If we have certain data, we can estimate the false negative count in vaccine efficacy studies. We would need the rate at the time of the study and the number of tests conducted based on ILI (influenza-like illness) symptoms. Pfizer didn't reveal the number of tests yet, but possibly we will obtain that info in the future.
People should be discussing this issue. The study design was fraudulent for failing to discover false negatives with cell culturing and Pfizer was hiding the data on the count of the total number of tests.
To gauge the impact of false negatives, it would only take 20 false negatives in both placebo and vax arms to reduce vax efficacy to 50%. Considering 22,000 subjects in each arm, having 200 ILIs in winter in each arm would be very low.
Hi Matthew, I so appreciate the work you do. You are extremley intelligent. Thank you again for your rational approach. Somehow in all this scariness, I find the way you do your work, oddly, reassurring. I am a 60 year old trying to make sense of this crazy world.
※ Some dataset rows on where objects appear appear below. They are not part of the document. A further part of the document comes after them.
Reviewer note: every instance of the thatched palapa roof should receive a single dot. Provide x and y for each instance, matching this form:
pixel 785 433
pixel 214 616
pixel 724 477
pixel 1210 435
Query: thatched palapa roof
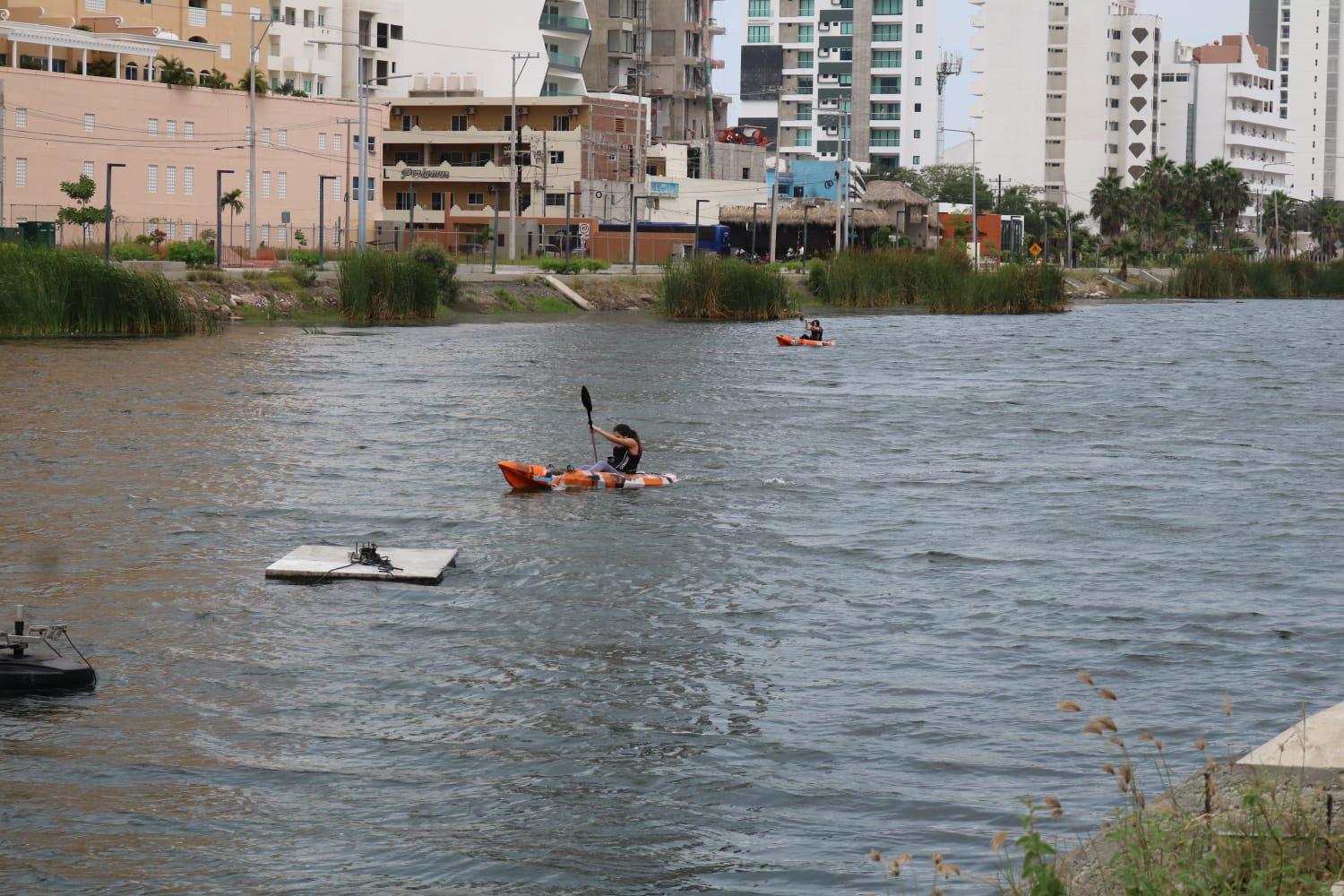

You and several others are a beacon of light to me. The hysteria of many who are reporting what is happening, ends of making people more frightened than they already are. It hurts their important message because people can only take in so much "fear-inducement". People do not realize that they should not be making it hard for people to make the changes needed in the world and acquiring the knowledge needed for what really happened with the pandemic ( and the last how many years now!), it overwhelms and makes people feel hopeless. They want to turn off and turn for hope (going toward God, which many of us do otherwise, but they really give up listening and reading much). You do not do this. If you know anyone else to follow, besides Kevin McCairn, Charles Rixey, Dr. Fleming let me know please. Also, where can I read material from Jon Couey?